The work on splitting the source code ordered by TikTok’s Chinese parent ByteDance late last year predated a bill to force a sale of TikTok's U.S. operations that began gaining steam in Congress this year. The bill was signed into law in April.

The sources, who were granted anonymity because they are not authorized to speak publicly about the short-form video sharing app, said that once the code is split, it could lay the groundwork for a divestiture of the U.S. assets, although there are no current plans to do so.

TikTok declined to comment. The company has previously said it had no plans to sell the U.S. assets and such a move would be impossible.

TikTok and its Chinese parent company ByteDance sued in U.S. federal court in May, seeking to block the law forcing a sale or ban of the app by Jan. 19. A U.S. appeals court on Tuesday set a fast-track schedule to consider the legal challenges to the new law.

MILLIONS OF LINES OF CODE

In the past few months, hundreds of ByteDance and TikTok engineers in both the U.S. and China were ordered to begin separating millions of lines of code, sifting through the company’s algorithm that pairs users with videos to their liking. The engineers’ mission is to create a separate code base that is independent of systems used by ByteDance’s Chinese version of TikTok, Douyin, while eliminating any information linking to Chinese users, two sources with direct knowledge of the project told Reuters.

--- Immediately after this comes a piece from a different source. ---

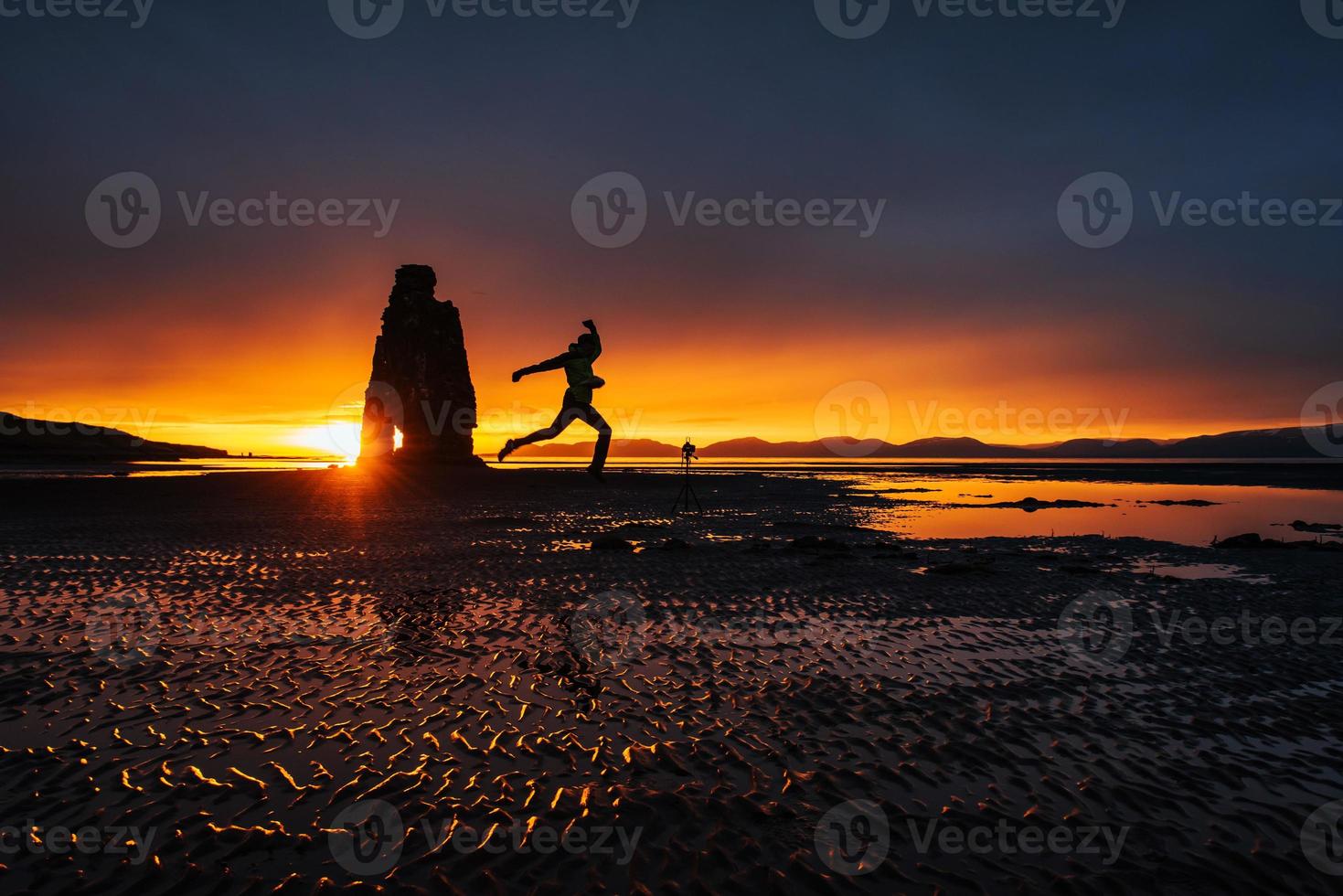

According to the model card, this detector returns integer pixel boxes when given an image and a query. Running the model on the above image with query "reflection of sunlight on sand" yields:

The previously unreported plan provides a rare look into what a technical separation of TikTok's U.S. operations could be like, and shows to what lengths TikTok will go to address the bipartisan political risk it faces. U.S. President Biden and other supporters of the law argue TikTok gives Beijing far too much access to reams of data, information that could be used to spy on or influence TikTok’s U.S. users.

Reuters previously reported that a sale of the app with algorithms is highly unlikely. The Chinese government in 2020 added content recommendation algorithms to its export-control list, requiring a divestiture or sale of TikTok's algorithm to go through its administrative licensing procedures.

The source code for TikTok’s recommendation engine was originally developed by ByteDance engineers in China, and customized for operations in TikTok’s various global markets, including the U.S., according to a legal filing.